As you intend to draw "quite a few" of these you'll need a reasonable interface, so how about using code like this

  \abacus{{2,1},{1,1},{3,3,2},{},{4,2},{1}}
\abacus{{1},{},{},{},{2},{1}}


to produce something like this:

The way that this works is that the \abacus command accepts a comma separated list of "abacus rows", which start from the bottom of the abacus and climb upwards.
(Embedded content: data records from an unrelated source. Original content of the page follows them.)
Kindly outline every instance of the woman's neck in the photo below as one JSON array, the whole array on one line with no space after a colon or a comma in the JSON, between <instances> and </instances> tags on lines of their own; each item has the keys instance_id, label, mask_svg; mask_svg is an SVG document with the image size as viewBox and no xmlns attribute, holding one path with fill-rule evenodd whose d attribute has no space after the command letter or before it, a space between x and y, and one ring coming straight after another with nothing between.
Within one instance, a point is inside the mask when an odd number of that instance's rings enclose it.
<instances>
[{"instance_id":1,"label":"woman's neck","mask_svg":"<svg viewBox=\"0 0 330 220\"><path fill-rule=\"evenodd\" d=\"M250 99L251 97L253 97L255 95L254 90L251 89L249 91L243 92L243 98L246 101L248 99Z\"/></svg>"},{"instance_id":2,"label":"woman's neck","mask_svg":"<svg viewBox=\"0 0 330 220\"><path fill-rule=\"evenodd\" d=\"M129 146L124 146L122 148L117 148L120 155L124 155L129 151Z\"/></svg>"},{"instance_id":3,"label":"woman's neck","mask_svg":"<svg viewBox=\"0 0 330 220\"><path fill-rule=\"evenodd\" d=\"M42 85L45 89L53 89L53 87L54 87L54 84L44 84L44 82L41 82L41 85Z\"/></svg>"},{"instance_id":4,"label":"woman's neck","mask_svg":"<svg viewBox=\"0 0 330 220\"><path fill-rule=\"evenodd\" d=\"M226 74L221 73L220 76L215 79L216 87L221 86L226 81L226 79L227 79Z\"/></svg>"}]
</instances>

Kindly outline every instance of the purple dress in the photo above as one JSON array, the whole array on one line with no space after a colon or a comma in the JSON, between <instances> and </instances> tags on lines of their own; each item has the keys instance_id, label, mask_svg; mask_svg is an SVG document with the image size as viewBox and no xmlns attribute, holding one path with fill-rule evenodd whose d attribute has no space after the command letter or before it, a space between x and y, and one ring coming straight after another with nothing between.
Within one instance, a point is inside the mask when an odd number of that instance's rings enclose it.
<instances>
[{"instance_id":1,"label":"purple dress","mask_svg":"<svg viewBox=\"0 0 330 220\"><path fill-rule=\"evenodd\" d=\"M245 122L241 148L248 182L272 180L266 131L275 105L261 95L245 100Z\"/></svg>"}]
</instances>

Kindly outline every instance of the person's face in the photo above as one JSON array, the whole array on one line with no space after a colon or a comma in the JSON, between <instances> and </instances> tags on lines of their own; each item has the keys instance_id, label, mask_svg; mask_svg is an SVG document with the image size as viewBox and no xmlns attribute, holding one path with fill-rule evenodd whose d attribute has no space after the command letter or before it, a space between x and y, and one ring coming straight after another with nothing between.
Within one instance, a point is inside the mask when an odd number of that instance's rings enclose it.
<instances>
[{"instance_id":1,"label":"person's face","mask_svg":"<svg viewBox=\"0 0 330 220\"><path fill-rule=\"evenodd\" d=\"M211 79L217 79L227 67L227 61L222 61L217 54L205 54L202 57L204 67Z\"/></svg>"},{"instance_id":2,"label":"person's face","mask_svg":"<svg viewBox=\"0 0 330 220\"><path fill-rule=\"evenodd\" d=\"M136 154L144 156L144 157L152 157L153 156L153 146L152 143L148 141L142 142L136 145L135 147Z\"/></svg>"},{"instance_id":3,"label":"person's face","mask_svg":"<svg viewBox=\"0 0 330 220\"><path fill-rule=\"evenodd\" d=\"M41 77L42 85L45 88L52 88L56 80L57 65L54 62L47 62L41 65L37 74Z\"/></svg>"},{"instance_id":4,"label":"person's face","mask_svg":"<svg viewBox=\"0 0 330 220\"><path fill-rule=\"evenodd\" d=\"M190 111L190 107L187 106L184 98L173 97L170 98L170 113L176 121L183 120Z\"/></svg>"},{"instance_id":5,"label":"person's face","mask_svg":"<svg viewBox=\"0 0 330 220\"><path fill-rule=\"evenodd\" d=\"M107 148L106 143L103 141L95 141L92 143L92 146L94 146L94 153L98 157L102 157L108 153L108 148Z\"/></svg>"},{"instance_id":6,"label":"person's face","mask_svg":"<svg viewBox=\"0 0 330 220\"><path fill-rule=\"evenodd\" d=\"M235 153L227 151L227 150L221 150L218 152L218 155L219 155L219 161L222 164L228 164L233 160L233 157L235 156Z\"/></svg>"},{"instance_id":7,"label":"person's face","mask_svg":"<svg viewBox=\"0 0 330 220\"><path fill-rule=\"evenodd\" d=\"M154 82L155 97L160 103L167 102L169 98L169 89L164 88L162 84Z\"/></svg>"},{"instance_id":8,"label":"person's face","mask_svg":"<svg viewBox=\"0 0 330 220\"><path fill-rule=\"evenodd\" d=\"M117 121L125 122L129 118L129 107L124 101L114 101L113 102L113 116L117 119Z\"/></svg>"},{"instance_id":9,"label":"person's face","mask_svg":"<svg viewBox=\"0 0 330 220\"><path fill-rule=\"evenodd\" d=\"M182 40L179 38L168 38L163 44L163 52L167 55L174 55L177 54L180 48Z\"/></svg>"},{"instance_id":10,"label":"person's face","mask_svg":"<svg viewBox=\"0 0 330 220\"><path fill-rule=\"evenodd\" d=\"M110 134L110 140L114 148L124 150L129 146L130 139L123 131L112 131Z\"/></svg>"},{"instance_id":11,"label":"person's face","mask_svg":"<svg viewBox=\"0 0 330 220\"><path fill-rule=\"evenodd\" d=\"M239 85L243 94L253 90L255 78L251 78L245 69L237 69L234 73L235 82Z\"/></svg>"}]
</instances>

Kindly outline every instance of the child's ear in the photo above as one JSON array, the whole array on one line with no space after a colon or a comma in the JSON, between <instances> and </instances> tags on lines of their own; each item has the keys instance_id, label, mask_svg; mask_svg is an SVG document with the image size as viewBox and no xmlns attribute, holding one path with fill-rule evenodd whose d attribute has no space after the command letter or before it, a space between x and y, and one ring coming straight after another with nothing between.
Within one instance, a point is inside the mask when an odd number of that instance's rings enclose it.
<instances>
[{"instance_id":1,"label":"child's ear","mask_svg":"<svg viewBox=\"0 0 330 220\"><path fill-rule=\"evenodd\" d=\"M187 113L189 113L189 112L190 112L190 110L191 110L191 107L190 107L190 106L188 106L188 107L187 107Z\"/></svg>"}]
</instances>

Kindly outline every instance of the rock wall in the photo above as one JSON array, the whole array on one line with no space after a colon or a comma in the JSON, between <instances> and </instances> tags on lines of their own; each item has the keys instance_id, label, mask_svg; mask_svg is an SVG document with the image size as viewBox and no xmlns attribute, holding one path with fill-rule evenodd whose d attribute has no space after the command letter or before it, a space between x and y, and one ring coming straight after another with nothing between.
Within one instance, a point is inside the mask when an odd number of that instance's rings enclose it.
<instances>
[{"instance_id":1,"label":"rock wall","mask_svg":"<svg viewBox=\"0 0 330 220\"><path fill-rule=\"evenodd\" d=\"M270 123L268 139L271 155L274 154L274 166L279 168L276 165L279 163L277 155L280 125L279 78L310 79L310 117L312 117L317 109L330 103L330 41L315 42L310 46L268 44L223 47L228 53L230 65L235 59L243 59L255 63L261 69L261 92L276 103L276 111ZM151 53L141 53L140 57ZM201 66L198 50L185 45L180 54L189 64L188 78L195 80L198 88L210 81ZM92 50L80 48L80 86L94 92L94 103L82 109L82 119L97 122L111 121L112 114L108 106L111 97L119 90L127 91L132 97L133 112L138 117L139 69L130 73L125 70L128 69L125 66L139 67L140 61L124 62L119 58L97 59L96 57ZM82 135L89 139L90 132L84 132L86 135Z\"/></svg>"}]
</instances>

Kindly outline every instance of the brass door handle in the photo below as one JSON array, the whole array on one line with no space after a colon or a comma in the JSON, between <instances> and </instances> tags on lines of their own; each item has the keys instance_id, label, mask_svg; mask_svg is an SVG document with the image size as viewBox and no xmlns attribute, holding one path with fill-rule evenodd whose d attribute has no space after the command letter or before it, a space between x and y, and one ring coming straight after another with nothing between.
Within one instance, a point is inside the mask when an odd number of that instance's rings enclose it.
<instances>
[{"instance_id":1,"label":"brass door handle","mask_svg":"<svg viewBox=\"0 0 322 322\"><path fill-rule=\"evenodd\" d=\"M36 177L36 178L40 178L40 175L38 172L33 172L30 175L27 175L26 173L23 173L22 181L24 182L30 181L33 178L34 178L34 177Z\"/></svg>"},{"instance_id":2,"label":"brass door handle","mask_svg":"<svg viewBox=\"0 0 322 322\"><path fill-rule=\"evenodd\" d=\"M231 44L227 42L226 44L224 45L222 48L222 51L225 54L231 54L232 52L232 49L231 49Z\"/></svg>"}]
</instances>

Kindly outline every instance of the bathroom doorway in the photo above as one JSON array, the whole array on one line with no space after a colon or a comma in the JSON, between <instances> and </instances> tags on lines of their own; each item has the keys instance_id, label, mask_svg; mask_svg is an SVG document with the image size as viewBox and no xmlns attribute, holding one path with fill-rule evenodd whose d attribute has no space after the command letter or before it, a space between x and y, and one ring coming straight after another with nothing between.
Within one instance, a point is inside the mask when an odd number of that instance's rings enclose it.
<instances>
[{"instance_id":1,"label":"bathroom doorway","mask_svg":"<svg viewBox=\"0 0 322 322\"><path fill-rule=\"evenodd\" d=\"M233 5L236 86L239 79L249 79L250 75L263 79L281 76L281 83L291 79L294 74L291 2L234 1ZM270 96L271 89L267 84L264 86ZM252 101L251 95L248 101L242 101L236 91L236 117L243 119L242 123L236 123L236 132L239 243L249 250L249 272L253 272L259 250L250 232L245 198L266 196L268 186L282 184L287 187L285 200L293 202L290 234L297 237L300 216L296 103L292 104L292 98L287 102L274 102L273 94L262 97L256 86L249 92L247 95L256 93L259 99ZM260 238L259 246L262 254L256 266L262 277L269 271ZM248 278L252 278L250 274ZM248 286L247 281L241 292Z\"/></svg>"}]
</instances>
Each "abacus row" is itself a comma separated list that gives the number of balls in each column of the abacus, from left to right.

Here's the full code:

\documentclass{article}
\usepackage{tikz}

\tikzset{
pics/abacus/.style = {
code={
\ifnum#1>0% have to treat 0 separately
\foreach \ball [evaluate=\ball as \x
using {(\ball-0.5-#1/2)*0.2}] in {1,...,#1} {
\fill[black] (\x,0) circle (2.5pt);
}
\fi
}
},
/tikz/abacus/.is family,% default values
/tikz/abacus,
xscale/.initial=1,  % default xscale=1 (no scaling)
yscale/.initial=0.6,% default yscale=0.6
columns/.initial=2, % default of 2 vertical rules
rows/.initial=4     % default of 4 horizontal rules
}
% shortcut for accessing options
\newcommand\AbacusOption[1]{\pgfkeysvalueof{/tikz/abacus/#1}}

\newcommand\abacus[2][]{\tikzset{abacus, #1}%
\begin{tikzpicture}[
xscale=\AbacusOption{xscale},
yscale=\AbacusOption{yscale}
]
\foreach \ypos in {1,...,\AbacusOption{rows}} {
\draw(0,2*\ypos-1)--++(2*\AbacusOption{columns},0);
}
\foreach \xpos in {1,...,\AbacusOption{columns}} {
\draw(2*\xpos, 0)--++(0,2*\AbacusOption{rows});
}
\foreach \row [count=\ypos] in {#2} {
\foreach \col [count=\xpos] in \row {
\draw (2*\xpos-1,\ypos) pic{abacus={\col}};
}
}
\end{tikzpicture}%
}

\begin{document}

\abacus{{2,1},{1,1},{3,3,2},{},{4,2},{1}}
\abacus{{1},{},{},{},{2},{1}}

\end{document}


The \abacus command accepts an optional argument that accepts a comma separated list of key-value pairs for changing the default number of rows and columns and the x and y scaling. For example,

\abacus[rows=2, columns=3, xscale=0.5, yscale=0.3]{{1,2,3,4},{0,3,1}}


produces:

Here I draw the first picture. You can draw the other based on this.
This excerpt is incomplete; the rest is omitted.